SÃO LUÍS – MPMA discute retorno das aulas presenciais na rede pública municipal de ensino

A retomada das aulas presenciais nas escolas da rede pública municipal de São Luís, com o início do ano letivo de 2022, foi o tema de uma reunião virtual realizada nesta quarta-feira, 26, entre o Ministério Público do Maranhão, as Secretarias Municipais de Educação (Semed) e de Saúde (Semus) e o Sindicato dos Profissionais da Educação de São Luís (Sindieducação). A previsão é de que as aulas iniciem no próximo dia 1º de fevereiro.

Pelo MPMA, participaram os promotores de justiça Paulo Avelar e Lindonjonsom Gonçalves, titulares da 1ª e 2ª Promotorias de Justiça da Educação de São Luís, respectivamente; o Município foi representado pelos secretários Caroline Salgado (Educação) e Joel Nunes Júnior (Saúde), além de assessores das duas pastas; a presidente do Sindieducação, Regina Bordalo, representou a entidade.

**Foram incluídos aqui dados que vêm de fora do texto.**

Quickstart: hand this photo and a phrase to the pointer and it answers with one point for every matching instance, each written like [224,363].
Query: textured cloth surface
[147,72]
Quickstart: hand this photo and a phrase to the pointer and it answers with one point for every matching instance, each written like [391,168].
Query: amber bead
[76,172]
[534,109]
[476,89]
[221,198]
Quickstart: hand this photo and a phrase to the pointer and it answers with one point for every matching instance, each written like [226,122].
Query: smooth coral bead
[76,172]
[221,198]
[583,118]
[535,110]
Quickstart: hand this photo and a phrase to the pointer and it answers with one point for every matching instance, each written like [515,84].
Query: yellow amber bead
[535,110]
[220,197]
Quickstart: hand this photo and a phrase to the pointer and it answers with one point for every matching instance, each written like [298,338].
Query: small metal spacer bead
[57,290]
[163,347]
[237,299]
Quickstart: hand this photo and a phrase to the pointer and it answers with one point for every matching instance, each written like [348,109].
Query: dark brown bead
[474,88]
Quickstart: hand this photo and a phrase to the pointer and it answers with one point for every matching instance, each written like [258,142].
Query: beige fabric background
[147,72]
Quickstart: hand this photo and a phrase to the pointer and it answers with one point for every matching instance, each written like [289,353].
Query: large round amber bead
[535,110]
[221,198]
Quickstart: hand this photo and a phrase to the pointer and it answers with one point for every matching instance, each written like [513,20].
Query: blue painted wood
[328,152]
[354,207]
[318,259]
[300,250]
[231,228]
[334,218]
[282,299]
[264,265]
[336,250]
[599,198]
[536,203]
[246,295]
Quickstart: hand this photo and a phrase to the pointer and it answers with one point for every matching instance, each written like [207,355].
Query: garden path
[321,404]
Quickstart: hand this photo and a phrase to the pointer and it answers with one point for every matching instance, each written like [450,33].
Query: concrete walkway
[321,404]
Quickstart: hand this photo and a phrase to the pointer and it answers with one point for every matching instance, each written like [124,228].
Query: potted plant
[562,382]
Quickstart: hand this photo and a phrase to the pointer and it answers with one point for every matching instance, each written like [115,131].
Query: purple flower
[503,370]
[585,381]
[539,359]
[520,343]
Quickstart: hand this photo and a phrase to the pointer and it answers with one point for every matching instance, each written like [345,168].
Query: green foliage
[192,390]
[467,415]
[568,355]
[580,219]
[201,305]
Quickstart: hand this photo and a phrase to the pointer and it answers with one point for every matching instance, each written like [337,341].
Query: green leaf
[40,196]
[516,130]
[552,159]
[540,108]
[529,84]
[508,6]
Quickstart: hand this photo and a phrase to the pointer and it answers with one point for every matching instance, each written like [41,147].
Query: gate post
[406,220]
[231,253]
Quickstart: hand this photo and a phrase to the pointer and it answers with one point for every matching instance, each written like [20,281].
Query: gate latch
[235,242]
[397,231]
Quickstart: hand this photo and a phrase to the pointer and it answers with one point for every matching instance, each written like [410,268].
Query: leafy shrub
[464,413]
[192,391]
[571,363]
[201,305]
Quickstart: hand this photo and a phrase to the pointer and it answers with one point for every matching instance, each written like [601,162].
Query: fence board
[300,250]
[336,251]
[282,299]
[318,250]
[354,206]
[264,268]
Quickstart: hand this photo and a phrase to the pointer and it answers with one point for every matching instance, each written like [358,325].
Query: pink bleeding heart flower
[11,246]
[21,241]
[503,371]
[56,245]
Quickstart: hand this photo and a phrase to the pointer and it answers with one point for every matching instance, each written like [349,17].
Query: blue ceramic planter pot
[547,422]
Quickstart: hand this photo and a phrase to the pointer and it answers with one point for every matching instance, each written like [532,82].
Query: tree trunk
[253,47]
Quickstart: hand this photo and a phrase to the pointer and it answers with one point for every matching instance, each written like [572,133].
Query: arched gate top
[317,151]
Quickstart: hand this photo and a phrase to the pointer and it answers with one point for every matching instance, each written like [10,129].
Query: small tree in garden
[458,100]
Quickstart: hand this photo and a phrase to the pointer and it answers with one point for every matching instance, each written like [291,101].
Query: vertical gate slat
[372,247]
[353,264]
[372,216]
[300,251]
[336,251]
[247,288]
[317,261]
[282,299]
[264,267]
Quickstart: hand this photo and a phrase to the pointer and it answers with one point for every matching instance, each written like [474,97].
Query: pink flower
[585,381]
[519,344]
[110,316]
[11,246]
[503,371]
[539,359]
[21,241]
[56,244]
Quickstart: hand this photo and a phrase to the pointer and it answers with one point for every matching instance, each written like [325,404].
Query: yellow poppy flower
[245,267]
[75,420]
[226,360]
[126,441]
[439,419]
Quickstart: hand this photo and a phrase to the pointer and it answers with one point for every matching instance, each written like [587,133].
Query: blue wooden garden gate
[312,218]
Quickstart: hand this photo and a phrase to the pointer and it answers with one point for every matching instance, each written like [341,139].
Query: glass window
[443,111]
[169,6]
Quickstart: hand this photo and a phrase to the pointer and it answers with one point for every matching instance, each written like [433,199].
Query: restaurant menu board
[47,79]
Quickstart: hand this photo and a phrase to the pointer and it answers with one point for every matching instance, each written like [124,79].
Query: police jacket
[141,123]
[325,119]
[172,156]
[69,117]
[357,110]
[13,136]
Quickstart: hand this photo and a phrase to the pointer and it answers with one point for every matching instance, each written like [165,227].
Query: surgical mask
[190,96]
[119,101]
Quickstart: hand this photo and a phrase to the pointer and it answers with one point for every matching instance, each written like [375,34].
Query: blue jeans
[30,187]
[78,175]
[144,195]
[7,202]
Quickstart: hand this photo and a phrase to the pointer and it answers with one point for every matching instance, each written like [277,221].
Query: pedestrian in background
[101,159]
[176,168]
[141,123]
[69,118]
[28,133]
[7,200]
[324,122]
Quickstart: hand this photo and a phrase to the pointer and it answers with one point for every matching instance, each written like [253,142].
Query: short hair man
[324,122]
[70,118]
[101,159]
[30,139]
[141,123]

No início da conversa, o promotor Paulo Avelar explicou que o objetivo do Ministério Público é verificar as condições em que as escolas municipais se encontram para o início do ano letivo diante do novo crescimento de casos de Covid-19 e outras síndromes gripais registradas desde o final do ano passado em São Luís, no país e no mundo.

“O que queremos saber é se as escolas estão sendo preparadas para cumprir os protocolos sanitários definidos para o combate à pandemia do coronavírus, garantindo um retorno seguro às aulas presenciais para toda a comunidade escolar”, afirmou.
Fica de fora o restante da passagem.